The list of authors is studded with the stars of evaluation. The grandest old man of evaluation of education, Ralph W. Tyler, comments on his seminal 1942 paper and expands on it. Tyler's essay emphasizes the importance of studying the implementation of educational programs and of thereby specifying what it is being evaluated. Michael Scriven worries in his essay whether his contributions to the lexicon of evaluation, especially the terms "formative" and "summative," have been inaccurately interpreted to mark different kinds of evaluations rather than different evaluation tasks or roles. As is usual for him, Scriven writes an essay that is provocative and rich with insights. Seemingly filling in for Donald T. Campbell, Thomas Cook looks back to what must be the most frequently cited exposition of evaluation design, by Campbell and Stanley.(n1) Campbell lent legitimacy to quasi-experimentation in that work, but, as Cook relates, the difficulties in the use of designs are better known today but not fully solved. The dilemma facing the evaluator is that randomized experiments produce the most credible estimates but cannot be used for most evaluations. "Queazy-experiments," as Campbell once called them, are practical to use but difficult to defend, except under some unusual circumstances. The chapter by Boruch, another of Campbell's proteges, presents a stronger case for randomized experiments, but argues for abandoning the leviathan experiments of the seventies for families of smaller, closely related experiments from which we will learn more about how best to improve education.

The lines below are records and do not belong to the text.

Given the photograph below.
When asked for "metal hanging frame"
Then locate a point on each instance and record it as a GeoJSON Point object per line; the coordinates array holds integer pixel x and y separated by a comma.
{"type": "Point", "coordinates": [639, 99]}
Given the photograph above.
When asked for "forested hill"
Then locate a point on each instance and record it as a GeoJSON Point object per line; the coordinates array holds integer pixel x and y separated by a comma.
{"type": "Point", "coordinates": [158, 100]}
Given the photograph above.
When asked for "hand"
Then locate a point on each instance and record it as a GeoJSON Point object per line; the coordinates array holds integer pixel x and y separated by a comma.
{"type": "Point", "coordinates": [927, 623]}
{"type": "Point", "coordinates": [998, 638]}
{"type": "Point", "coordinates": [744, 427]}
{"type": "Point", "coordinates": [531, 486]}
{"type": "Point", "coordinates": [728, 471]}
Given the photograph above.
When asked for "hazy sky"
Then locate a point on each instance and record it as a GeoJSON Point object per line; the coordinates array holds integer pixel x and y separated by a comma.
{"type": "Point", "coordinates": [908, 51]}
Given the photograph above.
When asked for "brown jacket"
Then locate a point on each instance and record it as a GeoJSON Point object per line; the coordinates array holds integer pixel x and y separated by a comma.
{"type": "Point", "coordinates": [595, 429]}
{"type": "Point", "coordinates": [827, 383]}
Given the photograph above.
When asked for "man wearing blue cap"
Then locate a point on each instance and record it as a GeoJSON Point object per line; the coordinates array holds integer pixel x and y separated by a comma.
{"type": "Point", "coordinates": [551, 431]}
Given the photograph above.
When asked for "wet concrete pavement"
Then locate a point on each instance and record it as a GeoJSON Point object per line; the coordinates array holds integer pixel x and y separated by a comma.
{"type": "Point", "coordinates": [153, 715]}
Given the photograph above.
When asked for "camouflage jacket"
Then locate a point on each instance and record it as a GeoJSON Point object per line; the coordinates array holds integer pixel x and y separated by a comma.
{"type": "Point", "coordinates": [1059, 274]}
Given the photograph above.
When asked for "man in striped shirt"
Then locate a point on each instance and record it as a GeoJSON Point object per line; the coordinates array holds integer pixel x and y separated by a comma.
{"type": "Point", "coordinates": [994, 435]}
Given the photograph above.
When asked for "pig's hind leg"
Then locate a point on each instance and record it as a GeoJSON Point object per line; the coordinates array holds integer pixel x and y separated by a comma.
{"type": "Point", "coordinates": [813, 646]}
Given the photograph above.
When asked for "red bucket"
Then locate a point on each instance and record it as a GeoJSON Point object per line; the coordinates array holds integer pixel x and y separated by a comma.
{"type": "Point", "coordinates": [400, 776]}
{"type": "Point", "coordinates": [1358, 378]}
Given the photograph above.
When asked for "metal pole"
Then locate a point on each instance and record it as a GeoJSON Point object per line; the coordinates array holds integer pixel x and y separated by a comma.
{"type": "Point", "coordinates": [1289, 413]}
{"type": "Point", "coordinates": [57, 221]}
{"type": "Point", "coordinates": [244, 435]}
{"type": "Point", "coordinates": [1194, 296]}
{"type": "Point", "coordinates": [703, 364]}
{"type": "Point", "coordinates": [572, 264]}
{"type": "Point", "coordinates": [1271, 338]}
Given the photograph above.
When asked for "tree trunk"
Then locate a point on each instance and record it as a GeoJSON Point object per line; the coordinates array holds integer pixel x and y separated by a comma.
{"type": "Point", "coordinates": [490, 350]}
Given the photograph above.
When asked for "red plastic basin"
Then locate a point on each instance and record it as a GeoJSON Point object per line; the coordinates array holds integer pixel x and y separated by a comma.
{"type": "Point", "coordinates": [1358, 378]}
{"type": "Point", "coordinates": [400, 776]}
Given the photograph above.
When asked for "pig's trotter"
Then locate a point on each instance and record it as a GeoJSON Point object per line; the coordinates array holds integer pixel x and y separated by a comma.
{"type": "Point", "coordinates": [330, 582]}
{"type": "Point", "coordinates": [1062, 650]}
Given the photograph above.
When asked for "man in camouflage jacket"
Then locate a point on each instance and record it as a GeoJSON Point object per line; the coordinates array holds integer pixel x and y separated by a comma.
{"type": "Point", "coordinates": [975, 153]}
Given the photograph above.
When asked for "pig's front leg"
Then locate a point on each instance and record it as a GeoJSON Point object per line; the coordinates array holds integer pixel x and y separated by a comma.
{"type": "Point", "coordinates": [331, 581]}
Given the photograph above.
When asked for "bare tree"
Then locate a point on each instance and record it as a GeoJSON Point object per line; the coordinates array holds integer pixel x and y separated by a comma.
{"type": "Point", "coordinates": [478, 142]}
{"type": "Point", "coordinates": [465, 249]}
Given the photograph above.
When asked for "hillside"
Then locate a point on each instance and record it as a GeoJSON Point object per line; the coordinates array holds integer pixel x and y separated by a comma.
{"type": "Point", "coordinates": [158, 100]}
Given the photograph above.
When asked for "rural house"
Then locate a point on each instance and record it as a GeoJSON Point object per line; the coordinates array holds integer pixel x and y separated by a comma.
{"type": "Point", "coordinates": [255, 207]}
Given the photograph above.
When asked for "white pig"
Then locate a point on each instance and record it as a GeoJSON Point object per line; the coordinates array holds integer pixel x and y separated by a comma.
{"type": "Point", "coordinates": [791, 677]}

Stake's chapter expresses his disillusionment with the social science forms of evaluation, noting that formal evaluations did not improve education when they were in vogue. Stake discerns a strong trend toward qualitative methods involving deeper attention to process as opposed to net effects. The drift to the qualitative is echoed in chapters by Alkin, House, and Eisner. Carol Weiss assesses the impact of evaluation on decision making, noting that evaluation results rarely settle the fate of programs, but the knowledge gained through them infiltrates and changes decision makers' views of the educational process. A final chapter by Stufflebeam reviews the state of educational standards as promulgated by professional associations.
There are a few stars missing from the list of contributors: I especially marked the absence of Donald T. Campbell and Lee Cronbach, truly giants of evaluation whose writings are referred to with great respect in almost all of the essays. Campbell led evaluators to develop field (i.e., outside-the-laboratory) versions of randomized experiments and explored the flaws in approximations to randomized experiments. In his writings, Cronbach was willing to trade off the internal validity of randomized experiments for the external validity of evaluations that would be more relevant to decisions. The difference between these two viewpoints is echoed in almost all of the chapters.
The message I draw from these essays is that the field of education has been traumatized by the events of the last two and a half decades. The Elementary and Secondary Education Act of 1965 launched an era of great promise. The federal government was going to take on some of fiscal burden of public education and enlarge the total financial support for that institution. Evaluation to be done in the social science mode would show what worked and what did not, allowing education to evolve through the selective elimination of the identified unfit programs.
Alas, the last quarter century did not live up to much of its promise. our public schools did not improve. Indeed, there is some evidence that they declined in quality--certainly many of our political leaders believe so. As initially envisaged, the evaluation enterprise also failed. Evaluations were difficult to conduct in the best social science mode as school systems held back their full cooperation. Then too, evaluations did not clearly identify either the fit or the unfit. Educational evaluators reacted by slowly abandoning the more rigorous social science evaluation modes and adopting those that brought them closer to the schools. The bearer of bad news began to find out how to deliver good news, often no news at all.
All that said, the essays in this volume are excellent and should be of great interest to evaluators of all types. They will not instruct the reader on how to conduct evaluations, but they will make all evaluators more truly appreciate where evaluation fits into the politics of public education.
(n1) Donald T. Campbell and Julian G. Stanley, Experimental and Quasi-Experimental Descriptions for Research (Chicago: Rand McNally, 1963).